4. Non-Silk Ascot from Jaanj. Don’t act like you never considered wearing an ascot. You can make it rock-n-roll, and you know it.
5. Tie-Ups makes recyclable belts. The color combos will make you trip, but the facts that you can stick these Italian-made accessories in the recycling bin, and that there’s no animal products is great! Tie-Ups won’t go off in a metal detector, they are weatherproof, hypoallergenic, and just really cool! $89 at Nordstrom
6. Check out FRESH: New Thinking About What We’re Eating
1. An Op-Ed published by the New York Times last week has linked killer MRSA, also known as the antibiotic-resistant “Flesh Eating Bacteria” to more than 18,000 deaths per year in the US. That’s more than AIDS. And what is the source of this superbug? You guessed it: cheap pig products. “Probably from the routine use — make that the insane overuse — of antibiotics in livestock feed. This is a system that may help breed virulent “superbugs” that pose a public health threat to us all.“
A small Dutch study found pig farmers there were 760 times more likely than the general population to carry MRSA (without necessarily showing symptoms), and Scientific American reports that this strain of MRSA has turned up in 12 percent of Dutch retail pork samples.
Now this same strain of MRSA has also been found in the United States. A new study by Tara Smith, a University of Iowa epidemiologist, found that 45 percent of pig farmers she sampled carried MRSA, as did 49 percent of the hogs tested.
And now with the NYT review of the Documentary “Death on Factory Farm” which is taking HBO viewers by
storm, I can only wonder how these animals that are smarter than dogs (yet some dogs chew delightfully on their dried ears & limbs) will fare int he coming months? And au contraire Mike Hale and the Wiles’s community, we can all eat veggies and thrive.
2. Bid on me! Help Farm Sanctuary raise some funds, and get a private brunch for two prepared by yours truly! Also bid on items from Bill Mahr, Amy Smart, Joan Jett, Chloe Jo, Daniela Sea, Heather Mills, Matt & Nat, Wendy Kidd, Dan Piraro, Gloria Steinem, Joelle Katcher, Rachael Sage, 30 Seconds to Mars, Maureen Burke, Gabrielle Brick, Dr. Joel Fuhrman, Nigel Barker, and more!
3. Is recycling really all that it claims to be? Have you ever been confronted by someone who is a total recycling skeptic and didn’t know what to say?
Recycling is a tricky issue because it’s really a problem of over-production and over-consumption. But one thing is certain.
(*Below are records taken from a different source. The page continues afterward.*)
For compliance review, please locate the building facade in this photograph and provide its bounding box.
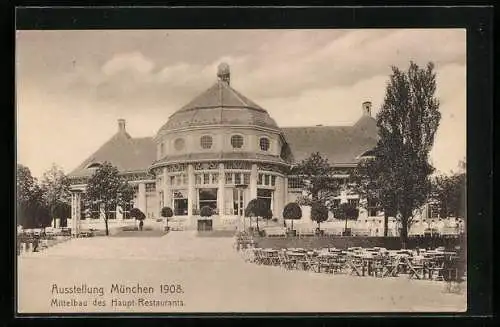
[70,64,378,233]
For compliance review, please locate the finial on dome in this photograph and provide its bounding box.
[217,62,231,85]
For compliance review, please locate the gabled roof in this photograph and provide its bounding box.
[69,130,156,177]
[281,116,378,165]
[70,116,378,177]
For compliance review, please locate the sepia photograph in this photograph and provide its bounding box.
[15,28,468,314]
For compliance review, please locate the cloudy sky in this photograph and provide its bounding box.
[16,29,466,176]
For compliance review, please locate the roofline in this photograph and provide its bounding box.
[68,168,148,179]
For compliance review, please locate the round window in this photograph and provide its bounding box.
[174,139,186,151]
[259,137,269,151]
[200,135,213,149]
[231,135,243,149]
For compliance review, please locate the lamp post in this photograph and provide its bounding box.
[236,184,248,231]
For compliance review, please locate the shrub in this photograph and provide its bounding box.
[200,206,213,218]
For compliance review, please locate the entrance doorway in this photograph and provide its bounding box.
[173,190,188,216]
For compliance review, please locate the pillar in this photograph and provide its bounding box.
[163,168,174,210]
[188,164,196,224]
[217,163,226,218]
[137,182,147,217]
[248,164,259,202]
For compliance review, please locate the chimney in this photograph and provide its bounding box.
[363,101,372,117]
[217,62,231,85]
[118,119,125,133]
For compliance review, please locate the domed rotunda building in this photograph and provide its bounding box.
[70,63,377,233]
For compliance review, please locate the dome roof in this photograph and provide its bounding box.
[159,63,279,133]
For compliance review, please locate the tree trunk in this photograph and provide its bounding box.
[384,210,389,237]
We do not have infinite resources on this planet, and people who are in the industries that use up these resources, and are in positions to do something about it have a responsibility to figure out how to not leave devastated ecosystems for future generations. Just because the recycling systems aren’t perfect does not justify throwing caution to the wind and continuing ‘business as usual’.
The real issue is that recycling is not enough. Reuse is better, and ‘green’ products with toxic by-products need to be more thoroughly sourced, because there are products that come from closed loop systems, also known as EIN Eco Industrial Networking or EIP- Environmental Industrial Parks. But again, the root problem is still there.
One major problem is that recycling systems are often based on dollars as opposed to ecological and personal well-being. Dollars are abstract and when you work towards achieving such an abstraction (as opposed to working towards sustainability, good health, community, friendship, etc) the consequences to the physical world become secondary, when in fact ecosystems are primary and without functioning, healthy ones, we’d all be gone. The reason recycling appears to be useless to some people is not because re-rendering products into new products is impossible – it’s because they are seeing the effects of basing a recycling system upon a system that in itself is not sustainable.
Does that mean we shouldn’t recycle? Of course not! It means we should do that, and much much more! It also means the problems haven’t been solved and we need to get some serious critical thinking done.